Donut Age: America's Donut Magazine

Provincialism the enemy

Careful readers of Donut Age (if they exist outside of my own ego fantasies) may have noticed that I've pretty much avoided posts about current politics ever since the election. I'm not exactly sulking, but after my flurry of outrage last spring, I've made a somewhat conscious decision to back off the current events commentaries. For one thing, there are plenty of political bloggers out there who are more skilled and knowledgeable than I. For another, it's exhausting, mentally and emotionally, to keep up with the seemingly constant parade of outrages being perpetrated these days in the name of "democracy." I have long since reached the saturation point when it comes to these matters. Simply put, it was only making me angry and frustrated to chronicle American stupidity and hypocrisy.
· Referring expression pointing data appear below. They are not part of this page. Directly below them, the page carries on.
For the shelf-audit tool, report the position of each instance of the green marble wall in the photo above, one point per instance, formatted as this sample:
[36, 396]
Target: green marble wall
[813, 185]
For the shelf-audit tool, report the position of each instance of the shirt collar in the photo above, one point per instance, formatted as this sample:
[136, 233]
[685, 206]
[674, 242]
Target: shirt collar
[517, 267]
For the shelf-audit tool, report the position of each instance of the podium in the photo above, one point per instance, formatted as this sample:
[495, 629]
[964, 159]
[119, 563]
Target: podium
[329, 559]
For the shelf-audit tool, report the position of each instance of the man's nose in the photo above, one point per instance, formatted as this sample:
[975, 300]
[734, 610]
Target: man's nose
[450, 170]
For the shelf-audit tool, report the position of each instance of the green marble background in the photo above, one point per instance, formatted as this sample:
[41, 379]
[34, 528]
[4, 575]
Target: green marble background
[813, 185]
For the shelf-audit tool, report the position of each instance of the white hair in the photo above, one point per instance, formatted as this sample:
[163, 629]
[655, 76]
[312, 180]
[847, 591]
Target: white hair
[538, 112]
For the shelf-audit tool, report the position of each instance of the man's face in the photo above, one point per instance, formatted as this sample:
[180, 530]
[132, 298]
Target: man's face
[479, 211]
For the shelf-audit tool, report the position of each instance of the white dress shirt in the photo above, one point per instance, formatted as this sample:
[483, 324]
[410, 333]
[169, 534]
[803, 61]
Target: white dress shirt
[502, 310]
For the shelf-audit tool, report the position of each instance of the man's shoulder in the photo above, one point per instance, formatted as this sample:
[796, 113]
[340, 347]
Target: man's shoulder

Besides, why put effort into a carefully constructed political diatribe, when Ezra Pound had the foresight to do it for me over 80 years ago? For example, Pound's series of essays for The New Age in the summer of 1917, "Provincialism the Enemy," provides a startlingly accurate diagnosis our current cultural milieu:

Provincialism consists in two parts:
(a) An ignorance of the manners, customs and nature of people living outside one's village, parish, or nation.
(b) A desire to coerce others into uniformity....
Provincialism is more than an ignorance, it is ignorance plus a lust after uniformity. It is a latent malevolence, often an active malevolence. The odium theologicum is is only one phase of it. It is very insidious, even with eyes open, one can scarcely keep free of it.
( Pound, 'Provincialism the Enemy (I),' The New Age (12 July 1917). Rpt. in Selected Prose: 1909-1965, pp. 159-60. )
To be fair, and this is Pound's point as well, liberals can be guilty of this same combination of narrow-mindedness and hubris, but the above is more or less an capsule summary of the conservative agenda for both foreign and domestic affairs. Incidentally, the whole series is well worth reading, especially if you like blistering critiques of American higher education (and, really, who doesn't?). Perhaps I'll post some more excerpts in the future.